Friday night at 9PM is Poetry at Mari’s Wine Bar, this month featuring poet Rick Smith, who long worked in Downey at Rancho Los Amigos Hospital.
The first kiss,
two wrens on fire,
blind with smoke and heat
storming out of the underbrush
into a trembling
well above the starving dogs
fast food chains,
the quick fixes below.
This flame will lick the wound
This flame will light up like this.
This flame will consume. from Hard Landings
Lorine Parks is curating the evening, which will begin with an open mic for the first 10 sign-ups. She describes how she came to know Rick.
“I first met Rick Smith thirty years ago when he was playing harmonica and piano in a band and composing such songs as “If it wasn’t for low class, we wouldn’t have no class at all.” Paris and Pennsylvania bred, he told me my Stonewood Travel business’s Music in Hold was crummy music, and proceeded to record a new tape for me. We have been friends and exchanging poems and critiques ever since.
“Smith’s first chapbook was The Wren Notebook, one of Raindog’s Little Red Book Series. In it, his protagonist Wren decides to win the title of Highest Flying Bird by hitching a ride tucked under Eagle. When Wren pops up, at twelve thousand feet and then flies a few feet higher, he almost freezes to death on re-entry. Further, Eagle and the rest of the birds chase him to have their revenge.. . “I held the note/long and rich as I could./ So what if it’s the only note I know?/ It’s my note.”

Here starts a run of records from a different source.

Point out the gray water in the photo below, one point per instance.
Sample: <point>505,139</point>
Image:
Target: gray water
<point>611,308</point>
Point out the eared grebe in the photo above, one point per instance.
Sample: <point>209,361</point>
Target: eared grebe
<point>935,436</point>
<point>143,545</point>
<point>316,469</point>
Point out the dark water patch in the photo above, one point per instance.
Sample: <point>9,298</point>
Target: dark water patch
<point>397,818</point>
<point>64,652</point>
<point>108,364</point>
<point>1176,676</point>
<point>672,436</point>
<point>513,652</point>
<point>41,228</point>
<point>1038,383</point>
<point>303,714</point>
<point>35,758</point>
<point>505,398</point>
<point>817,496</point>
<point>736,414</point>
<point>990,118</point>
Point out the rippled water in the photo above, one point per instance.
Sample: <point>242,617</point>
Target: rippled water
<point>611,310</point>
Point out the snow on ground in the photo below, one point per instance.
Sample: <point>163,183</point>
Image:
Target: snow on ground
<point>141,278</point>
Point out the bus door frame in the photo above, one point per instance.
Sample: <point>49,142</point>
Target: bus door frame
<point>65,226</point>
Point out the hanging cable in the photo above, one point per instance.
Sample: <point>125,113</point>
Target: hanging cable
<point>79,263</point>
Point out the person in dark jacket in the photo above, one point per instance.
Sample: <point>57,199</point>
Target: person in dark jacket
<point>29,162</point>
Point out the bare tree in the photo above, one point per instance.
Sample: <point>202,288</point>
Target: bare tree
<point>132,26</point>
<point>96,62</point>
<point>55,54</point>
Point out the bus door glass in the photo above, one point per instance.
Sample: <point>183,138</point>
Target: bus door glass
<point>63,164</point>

“All of Smith’s poems have a wry humor but they also have an intensely personal voice. He has an intimate quality to his work and a dead-flat realistic approach to what’s happening. Murder and revenge and a Buick LeSabre from Phoenix have equal place with delicate birds nesting in ruined upholstery in an abandoned mansion on an estate near Philadelphia.”
Smith has a PhD in psychology and worked in Downey at Rancho Los Amigo as a psychologist therapist for head-injured patients. He later established a rehab center in Apple Valley called Back in the Saddle for brain injuries. Read him at your peril. An old wren with one good eye, six feet four inches tall, “measuring out time by that splendid chaos, commotion.”